24.   With respect to the cost of the mould consultant, the applicant argues that because the consultant determined that there was no mould, the respondent should have to pay for the report. I disagree. I find that it was reasonable for the respondent to insist that the applicant ensure that the box spring was safe to move. Just because the box spring was ultimately deemed safe does not mean that the respondent should have to pay for the assessment and report. I dismiss this claim.

25.   As for the applicant’s claims for damaged items, she provided photographs that she says shows the damaged items. While it does appear that some items were damaged in the move, it is undisputed that more than one company was involved in the move. I therefore find that the applicant has not proven that the respondent damaged any items. She also provides no evidence of the value of the items that were damaged. I dismiss this claim.

26.   The applicant also claims $300 in lost wages. She did not provide any objective evidence that she lost wages because of the delayed move. In any event, I have found that the respondent acted reasonably in assuring that it was safe for its workers to move the respondent’s items. Therefore, I dismiss this claim.

27.   Finally, the applicant seeks punitive damages. In Vorvis v. Insurance Corporation of British Columbia, [1989] 1 SCR 1085, the Supreme Court of Canada said that the purpose of punitive damages is to punish extreme conduct that is worthy of condemnation. The Court also said that punitive damages may only be awarded to punish harsh, vindictive, reprehensible and malicious behaviour. I find that there is no evidence that the respondent engaged in any conduct deserving of punishment. I dismiss this claim.

28.   Under section 49 of the Act, and tribunal rules, the tribunal will generally order an unsuccessful party to reimburse a successful party for tribunal fees and reasonable dispute-related expenses.

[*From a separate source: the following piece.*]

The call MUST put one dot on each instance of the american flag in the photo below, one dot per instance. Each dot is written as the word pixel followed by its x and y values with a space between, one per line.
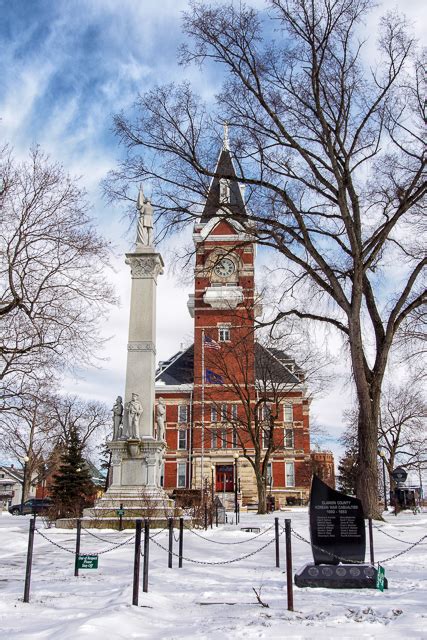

The applicant has been partially successful, so I find the applicant is entitled to reimbursement of half of its $125 in tribunal fees for a total of $67.50. The applicant did not claim any dispute-related expenses.

ORDERS

29.   Within 14 days of the date of this order, I order the respondent to pay the applicant a total of $852.83, broken down as follows:

a.    $768 as a refund for the October 16, 2017 charge,

b.    $17.33 in pre-judgment interest under the Court Order Interest Act from October 16, 2017 to the date of this decision, and

c.    $67.50 in tribunal fees.

30.   The applicant is entitled to post-judgment interest, as applicable.

31.   I dismiss the applicant’s remaining claims.

32.   Under section 48 of the Act, the tribunal will not provide the parties with the Order giving final effect to this decision until the time for making a notice of objection under section 56.1(2) has expired and no notice of objection has been made. The time for filing a notice of objection is 28 days after the party receives notice of the tribunal’s final decision.

33.   Under section 58.1 of the Act, a validated copy of the tribunal’s order can be enforced through the Provincial Court of British Columbia. A tribunal order can only be enforced if it is an approved consent resolution order, or, if no objection has been made and the time for filing a notice of objection has passed. Once filed, a tribunal order has the same force and effect as an order of the Provincial Court of British Columbia.